Interesting to see that the Rivkin sentence is apparently not (effectively) subject to appeal. The sentence is being carried out with his right to appeal being (effectively) disregarded. This is something I’ve not been aware of before in Australia – sentences being carried out before an appeal is heard. Just as well he wasn’t sentenced to death.
Heard on the radio the other night, some Qldian Liberal Member (in both senses of the word, I should think), screaming “this is obviously a failure of your policy of appointing judges to the bench based on politics. Are you going to admit that this policy has failed, and if so, when will you cease to make political appointments?”

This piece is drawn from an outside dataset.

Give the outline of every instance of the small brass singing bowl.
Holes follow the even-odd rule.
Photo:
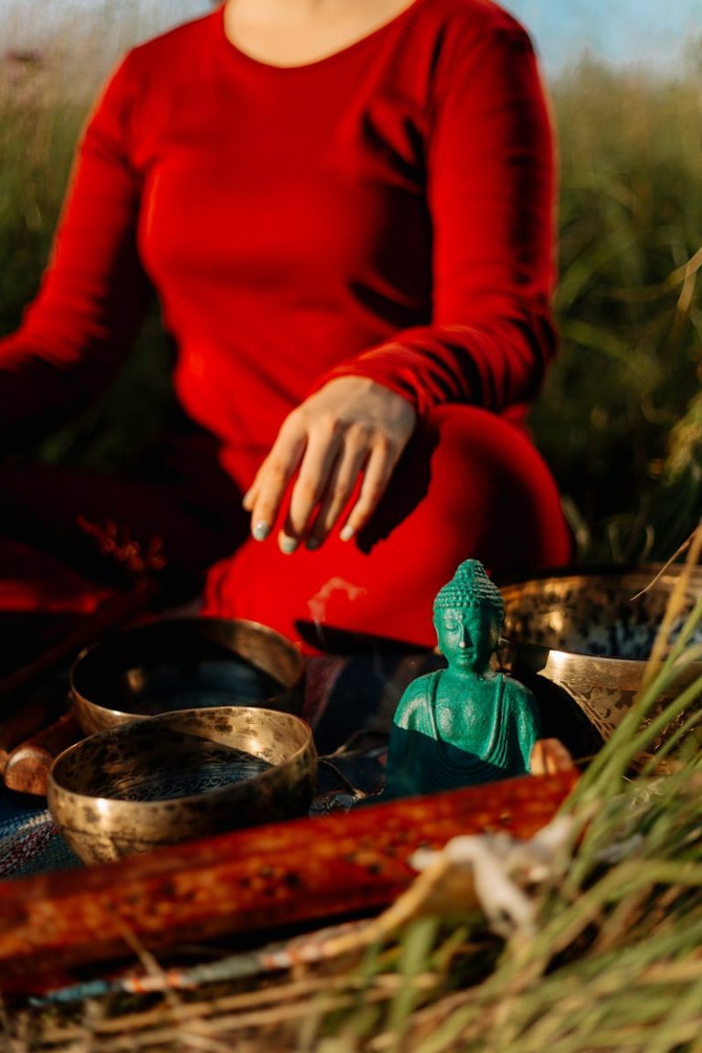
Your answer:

To which the only response would have to be: “have you stopped beating your wife?”
Mind you, while I know little of Fingleton (Ken: is the notation “CJ” appropriate?), the comments to this post make her appointment seem pretty grim…
Mark,
Probably CM or CSM would be the appropriate abbreviated title, but now CSM (HMP). It was clearly a very ordinary appointment to say the least, but the Tories have a few problems of their own from recent history. I’m surprised someone hasn’t invoked the magical incantation “Angelo Vasta”.
” [Bondie et al] .. went down for shareholder rape not insider trading”
woodsy, insider trading in stocks IS shareholder rape – thats why its illegal. That coitus turned out to be financially unsatisfactory in this case doesn’t change the nature of the act.